La Terre-Mère péruvienne porte le deuil de sa fertilité
Situé au nord-est du Pérou, au cœur de l’Amazonie péruvienne, le département de San Martín est une des vingt-quatre divisions du pays. Recouvrant plus de cinq millions d’hectares, ses terres jadis fertiles ont été converties en cultures et pâturages, au détriment de la forêt primaire qui y prenait racine. L’agriculture parcellaire au Pérou représente la première cause de déforestation. Cette dernière est pratiquée à la fois par de petits exploitants familiaux, dont la survie dépend de leur production, et par des agro-industriels nationaux et internationaux exerçant une pression sur leurs homologues locaux.
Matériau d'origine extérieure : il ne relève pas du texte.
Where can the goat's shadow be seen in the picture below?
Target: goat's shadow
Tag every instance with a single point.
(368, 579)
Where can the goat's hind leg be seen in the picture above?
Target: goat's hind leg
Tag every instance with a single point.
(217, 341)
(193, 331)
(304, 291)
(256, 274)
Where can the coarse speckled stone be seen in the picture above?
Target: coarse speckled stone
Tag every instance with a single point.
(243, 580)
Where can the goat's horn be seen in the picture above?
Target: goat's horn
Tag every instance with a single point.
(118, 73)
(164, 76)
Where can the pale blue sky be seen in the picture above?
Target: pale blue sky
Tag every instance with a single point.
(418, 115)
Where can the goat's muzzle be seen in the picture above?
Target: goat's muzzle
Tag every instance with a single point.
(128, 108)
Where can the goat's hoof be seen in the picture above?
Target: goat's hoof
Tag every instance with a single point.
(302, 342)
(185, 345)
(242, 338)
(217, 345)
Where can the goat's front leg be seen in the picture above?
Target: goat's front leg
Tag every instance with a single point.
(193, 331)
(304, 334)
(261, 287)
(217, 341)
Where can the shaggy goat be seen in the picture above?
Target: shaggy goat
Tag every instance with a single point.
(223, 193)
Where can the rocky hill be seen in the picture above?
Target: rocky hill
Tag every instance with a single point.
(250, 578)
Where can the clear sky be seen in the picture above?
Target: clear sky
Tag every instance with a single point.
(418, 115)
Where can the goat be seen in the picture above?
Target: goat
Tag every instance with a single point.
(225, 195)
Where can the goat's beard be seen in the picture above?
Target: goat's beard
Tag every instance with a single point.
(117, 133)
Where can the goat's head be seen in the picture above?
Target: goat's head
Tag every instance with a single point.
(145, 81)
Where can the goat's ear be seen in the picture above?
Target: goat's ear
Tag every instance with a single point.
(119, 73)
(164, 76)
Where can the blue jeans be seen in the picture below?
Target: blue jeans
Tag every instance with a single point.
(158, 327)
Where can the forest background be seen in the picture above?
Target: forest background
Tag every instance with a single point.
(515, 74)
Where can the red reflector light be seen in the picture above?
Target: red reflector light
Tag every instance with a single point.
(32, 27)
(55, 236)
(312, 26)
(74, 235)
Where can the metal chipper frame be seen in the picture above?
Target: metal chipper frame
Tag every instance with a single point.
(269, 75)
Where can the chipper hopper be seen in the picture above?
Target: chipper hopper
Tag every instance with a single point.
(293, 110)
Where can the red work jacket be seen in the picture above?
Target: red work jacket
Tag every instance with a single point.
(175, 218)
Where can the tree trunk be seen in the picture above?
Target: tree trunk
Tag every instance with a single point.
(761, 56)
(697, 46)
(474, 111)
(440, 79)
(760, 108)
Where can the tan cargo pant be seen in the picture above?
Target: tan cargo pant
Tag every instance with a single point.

Au sein d’une des régions les plus déboisées du pays, les producteurs locaux ont tour à tour délaissé leurs parcelles dont le sol surexploité avait perdu sa fertilité. Les terres agricoles ainsi abandonnées sont aujourd’hui largement recouvertes par une espèce de fougère invasive, la Pteridium aquilinum. Ces espaces dégradés sont, d’autre part, particulièrement sujets aux incendies, événements très courants en Amazonie pendant l'été. Tel un cercle vicieux, ces phénomènes aggravent la dégradation des sols déjà affaiblis, et diminuent la ressource en eau.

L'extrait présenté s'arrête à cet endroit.